Member:Jack Antonoff

Interviewer:新谷 洋子

FUN.のギタリストであり、Taylor Swiftを始めとするアーティストの作曲なども手掛けるJack Antonoffが新プロジェクト、BLEACHERSを始動。FUN.のワールド・ツアー中にひっそりと制作を始めたというデビュー・アルバム『Strange Desire』をリリースする。FUN.の楽曲でもお馴染みの、疾走感溢れるピアノ・ロック・サウンドとキャッチーなメロディで話題を呼んだ「I Wanna Get Better」をはじめ、Jackのソングライティング・センスが光る多彩な楽曲たちを収録した今作について、Jack Antonoff本人にたっぷり語ってもらった。

-すでに何度かBLEACHERSとしてライヴを行なっていますよね。フロントマンとしてステージに立つのは久しぶりだと思うのですが、楽しんでいますか?

うん、いい感じだよ。すごく興味深い。異なるバンドで異なる役割を務めるのは、エキサイティングなものだからね。

-BLEACHERSはFUN.のツアー中に書いた曲を発端に始まったそうですが、どの時点で、アルバムを構成できるという手応えを得たんでしょう?

そういう段階に行き着くまでに、かなり時間がかかったよ。というのも、そもそも僕は常に曲を書いているんだ。毎日のようにね。で、曲を書くこととアルバムを作ることの間には、大きな隔たりがあるんだけど、ある時点で何かが変わった気がしたんだよ。今から1年半くらい前、「Like A River Runs」という曲を作っていたときだね。美意識の観点から言って、ずっと僕の頭の中で聴こえていたのになかなか形にできずにいた曲が、ようやく生まれたんだ。あの曲を完成させた時点で、"アルバムを作ろう!"と思った。単に曲をたくさん書くだけじゃなくて。

-実質的にソロ・アルバムでありながら、バンド名を名乗ったのはなぜ?

今回BLEACHERSの名前で発表したアルバムは、ひとつの世界に完結した音楽であって、どうしようかといろいろ考えていたとき、独自の名前が必要だなと感じたんだ。独自のアイデンティティを持った、完全に独立したプロジェクトだからね。それに、もし自分の名前で発表したら、ちょっとトゥー・マッチになりそうな気がした。"さあ、これが僕のソロ・プロジェクトです!"みたいなノリだろ?でもこのアルバムのヴァイブはそうじゃない。どっちかっていうと"ここにもうひとつ新しい作品ができました"って感じだよね。だからソロ・プロジェクトではなくて、自己完結した作品と位置付けるべきだと思ったんだ。

-じゃあ、この先またソロ・アルバムを作るにしても、BLEACHERSと名乗るとは限らない?

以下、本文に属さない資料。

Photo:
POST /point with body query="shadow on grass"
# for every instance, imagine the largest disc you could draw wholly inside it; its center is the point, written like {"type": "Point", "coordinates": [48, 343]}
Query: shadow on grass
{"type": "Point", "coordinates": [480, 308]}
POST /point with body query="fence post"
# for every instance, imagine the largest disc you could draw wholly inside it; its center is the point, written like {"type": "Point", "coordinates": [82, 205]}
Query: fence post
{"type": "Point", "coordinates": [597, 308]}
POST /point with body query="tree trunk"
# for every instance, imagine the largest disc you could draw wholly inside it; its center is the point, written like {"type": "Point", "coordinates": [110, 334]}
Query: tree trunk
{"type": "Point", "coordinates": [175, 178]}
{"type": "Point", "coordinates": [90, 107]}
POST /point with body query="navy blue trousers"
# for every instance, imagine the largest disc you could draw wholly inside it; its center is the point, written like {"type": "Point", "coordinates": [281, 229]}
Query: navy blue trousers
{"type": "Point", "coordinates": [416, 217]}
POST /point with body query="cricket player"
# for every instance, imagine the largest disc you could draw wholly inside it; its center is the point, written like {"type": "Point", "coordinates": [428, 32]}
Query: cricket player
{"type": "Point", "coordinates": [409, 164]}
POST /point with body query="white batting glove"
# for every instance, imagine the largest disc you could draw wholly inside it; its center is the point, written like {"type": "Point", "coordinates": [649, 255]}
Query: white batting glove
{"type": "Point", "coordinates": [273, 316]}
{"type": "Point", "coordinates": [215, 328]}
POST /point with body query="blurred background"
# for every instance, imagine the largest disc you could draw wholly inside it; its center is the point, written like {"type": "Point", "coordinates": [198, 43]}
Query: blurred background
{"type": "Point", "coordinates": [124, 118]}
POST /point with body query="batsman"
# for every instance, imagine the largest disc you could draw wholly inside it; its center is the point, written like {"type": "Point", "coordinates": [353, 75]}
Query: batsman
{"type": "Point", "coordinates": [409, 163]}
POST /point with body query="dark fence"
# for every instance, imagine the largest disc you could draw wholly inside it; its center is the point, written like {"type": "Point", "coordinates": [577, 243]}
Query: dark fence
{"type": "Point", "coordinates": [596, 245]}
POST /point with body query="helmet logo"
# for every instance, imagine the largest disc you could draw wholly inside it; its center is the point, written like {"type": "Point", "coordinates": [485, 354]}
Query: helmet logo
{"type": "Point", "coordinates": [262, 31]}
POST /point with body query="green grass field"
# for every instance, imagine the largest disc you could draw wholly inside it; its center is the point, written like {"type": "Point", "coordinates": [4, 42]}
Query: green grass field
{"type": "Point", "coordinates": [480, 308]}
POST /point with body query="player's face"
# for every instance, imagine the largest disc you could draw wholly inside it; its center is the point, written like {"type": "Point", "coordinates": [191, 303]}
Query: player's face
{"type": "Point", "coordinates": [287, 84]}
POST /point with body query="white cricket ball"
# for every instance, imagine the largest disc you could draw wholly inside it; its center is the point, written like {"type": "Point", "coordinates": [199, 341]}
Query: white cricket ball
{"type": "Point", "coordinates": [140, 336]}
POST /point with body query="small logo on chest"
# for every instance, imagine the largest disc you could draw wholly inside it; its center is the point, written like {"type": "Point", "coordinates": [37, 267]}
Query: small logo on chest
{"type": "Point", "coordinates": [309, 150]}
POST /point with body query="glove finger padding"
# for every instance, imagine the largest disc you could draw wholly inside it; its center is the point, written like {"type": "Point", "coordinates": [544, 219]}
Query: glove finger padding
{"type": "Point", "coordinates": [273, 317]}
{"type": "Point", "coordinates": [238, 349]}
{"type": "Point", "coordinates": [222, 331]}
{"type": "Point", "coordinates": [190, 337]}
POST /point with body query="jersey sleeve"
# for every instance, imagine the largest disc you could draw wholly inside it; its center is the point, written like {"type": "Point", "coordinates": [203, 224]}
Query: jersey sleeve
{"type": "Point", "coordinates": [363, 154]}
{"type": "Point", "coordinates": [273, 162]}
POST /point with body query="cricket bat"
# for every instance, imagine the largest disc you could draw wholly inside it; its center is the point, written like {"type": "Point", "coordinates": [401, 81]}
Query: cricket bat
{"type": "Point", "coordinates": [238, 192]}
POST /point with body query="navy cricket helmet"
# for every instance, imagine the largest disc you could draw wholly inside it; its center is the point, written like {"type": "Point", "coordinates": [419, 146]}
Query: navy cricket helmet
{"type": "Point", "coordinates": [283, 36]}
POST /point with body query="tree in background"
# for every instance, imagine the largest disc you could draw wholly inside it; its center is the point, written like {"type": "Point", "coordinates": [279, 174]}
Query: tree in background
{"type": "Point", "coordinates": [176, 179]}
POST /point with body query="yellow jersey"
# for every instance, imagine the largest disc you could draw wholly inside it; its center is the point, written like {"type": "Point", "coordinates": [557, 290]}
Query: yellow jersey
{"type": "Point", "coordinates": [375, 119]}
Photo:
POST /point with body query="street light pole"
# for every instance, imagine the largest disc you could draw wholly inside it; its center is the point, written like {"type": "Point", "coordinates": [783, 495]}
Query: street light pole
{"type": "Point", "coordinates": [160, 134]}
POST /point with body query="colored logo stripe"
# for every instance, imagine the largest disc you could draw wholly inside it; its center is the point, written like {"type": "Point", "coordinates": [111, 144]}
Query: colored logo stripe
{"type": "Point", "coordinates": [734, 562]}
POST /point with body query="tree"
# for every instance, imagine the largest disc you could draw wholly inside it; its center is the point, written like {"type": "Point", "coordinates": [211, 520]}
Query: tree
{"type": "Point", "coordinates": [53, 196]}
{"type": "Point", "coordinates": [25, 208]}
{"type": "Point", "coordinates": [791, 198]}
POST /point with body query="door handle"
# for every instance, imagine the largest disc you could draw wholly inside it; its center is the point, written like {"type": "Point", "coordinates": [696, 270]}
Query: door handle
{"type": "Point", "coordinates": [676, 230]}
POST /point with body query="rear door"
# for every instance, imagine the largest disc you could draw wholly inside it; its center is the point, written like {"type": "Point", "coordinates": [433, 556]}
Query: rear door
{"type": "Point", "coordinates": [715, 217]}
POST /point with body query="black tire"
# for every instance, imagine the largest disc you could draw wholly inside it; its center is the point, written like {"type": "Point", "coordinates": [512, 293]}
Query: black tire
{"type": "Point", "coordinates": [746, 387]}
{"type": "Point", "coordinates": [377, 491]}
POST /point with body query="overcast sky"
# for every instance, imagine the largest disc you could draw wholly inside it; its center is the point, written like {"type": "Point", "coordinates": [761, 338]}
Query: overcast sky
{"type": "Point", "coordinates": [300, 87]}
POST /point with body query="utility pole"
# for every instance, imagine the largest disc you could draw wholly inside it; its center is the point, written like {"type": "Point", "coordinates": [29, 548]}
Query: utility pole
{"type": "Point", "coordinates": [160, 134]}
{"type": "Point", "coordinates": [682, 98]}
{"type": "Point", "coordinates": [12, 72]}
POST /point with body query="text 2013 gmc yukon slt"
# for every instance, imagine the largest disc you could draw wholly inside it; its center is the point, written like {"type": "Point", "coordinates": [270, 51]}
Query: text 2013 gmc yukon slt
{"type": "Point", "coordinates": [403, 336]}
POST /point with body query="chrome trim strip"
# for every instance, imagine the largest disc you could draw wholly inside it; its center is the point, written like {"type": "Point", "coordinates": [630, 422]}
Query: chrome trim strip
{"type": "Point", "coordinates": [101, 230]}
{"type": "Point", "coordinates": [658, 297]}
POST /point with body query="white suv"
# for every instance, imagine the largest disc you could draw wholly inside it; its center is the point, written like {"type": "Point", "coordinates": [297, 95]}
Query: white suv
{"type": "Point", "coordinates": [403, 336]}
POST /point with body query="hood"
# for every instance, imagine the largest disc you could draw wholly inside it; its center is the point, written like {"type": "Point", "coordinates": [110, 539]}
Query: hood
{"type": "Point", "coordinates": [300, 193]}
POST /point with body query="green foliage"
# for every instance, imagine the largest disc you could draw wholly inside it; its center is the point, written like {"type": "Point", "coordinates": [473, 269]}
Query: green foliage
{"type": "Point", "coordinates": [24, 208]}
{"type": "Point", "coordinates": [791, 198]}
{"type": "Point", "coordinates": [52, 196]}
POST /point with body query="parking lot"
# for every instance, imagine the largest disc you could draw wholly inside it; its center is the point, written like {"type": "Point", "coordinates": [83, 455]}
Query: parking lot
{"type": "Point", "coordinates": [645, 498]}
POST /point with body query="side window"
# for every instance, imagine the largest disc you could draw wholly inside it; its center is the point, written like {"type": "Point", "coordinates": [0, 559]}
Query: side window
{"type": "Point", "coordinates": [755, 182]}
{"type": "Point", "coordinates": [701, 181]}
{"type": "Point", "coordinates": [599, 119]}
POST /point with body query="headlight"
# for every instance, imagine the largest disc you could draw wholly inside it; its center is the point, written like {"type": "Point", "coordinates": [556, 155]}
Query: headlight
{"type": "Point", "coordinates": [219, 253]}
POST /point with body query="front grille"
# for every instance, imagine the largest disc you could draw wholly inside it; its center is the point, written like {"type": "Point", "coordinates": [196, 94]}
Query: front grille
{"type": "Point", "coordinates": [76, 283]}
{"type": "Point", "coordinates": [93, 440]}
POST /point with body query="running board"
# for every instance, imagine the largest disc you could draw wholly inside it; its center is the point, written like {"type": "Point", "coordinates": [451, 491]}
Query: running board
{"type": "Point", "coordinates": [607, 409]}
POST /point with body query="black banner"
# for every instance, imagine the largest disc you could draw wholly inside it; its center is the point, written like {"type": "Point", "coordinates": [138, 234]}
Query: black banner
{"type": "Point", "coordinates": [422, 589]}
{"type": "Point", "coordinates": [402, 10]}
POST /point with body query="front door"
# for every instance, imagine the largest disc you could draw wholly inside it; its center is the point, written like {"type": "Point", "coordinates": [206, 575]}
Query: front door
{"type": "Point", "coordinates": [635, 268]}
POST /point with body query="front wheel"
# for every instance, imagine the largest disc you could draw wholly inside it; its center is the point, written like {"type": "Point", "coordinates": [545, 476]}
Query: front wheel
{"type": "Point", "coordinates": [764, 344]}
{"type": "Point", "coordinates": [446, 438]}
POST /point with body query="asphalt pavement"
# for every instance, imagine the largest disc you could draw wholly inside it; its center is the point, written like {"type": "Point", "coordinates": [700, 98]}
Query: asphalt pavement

そうだね。その時々、瞬間に生きるべきだと僕は思うから。これらの曲を書いて、アルバムを作っていた時、"bleacher"という言葉がすごくしっくり馴染んだんだ。どこかすごく郊外を想起させるところがあって、歌詞で取り上げている自分の人生の一時期と、深いコネクションがあると感じた。だからぴったりフィットする名前だったし、まさにこのアルバムを作っている"瞬間"において、完璧に機能する言葉だったのさ。

-結果的に非常にバーソナルな自伝的アルバムになったのは、意図したこと?

っていうか僕は、アーティストとして何が自分をユニークな存在にしているのか、早いうちに見極めるべきだと思っていて、自分が他人のストーリーを伝えるタイプのソング・ライターじゃないと気付いていたんだ。例えばBilly JoelやBruce Springsteenみたいにね。僕はいつだって、自分の体験を歌うことしかできなかった。それを悟った時に――随分前の話なんだけど――自分が可能な限り多くを表現できる場所に留まるべきだと思った。だからこのアルバムでも、1番深い意味がある部分、1番インパクトが強い部分は、まるで僕の日記みたいな内容で、極めてパーソナルで率直なんだ。そういうパーソナルな部分にこそ、聴き手もみんな共感できるんだと思うよ。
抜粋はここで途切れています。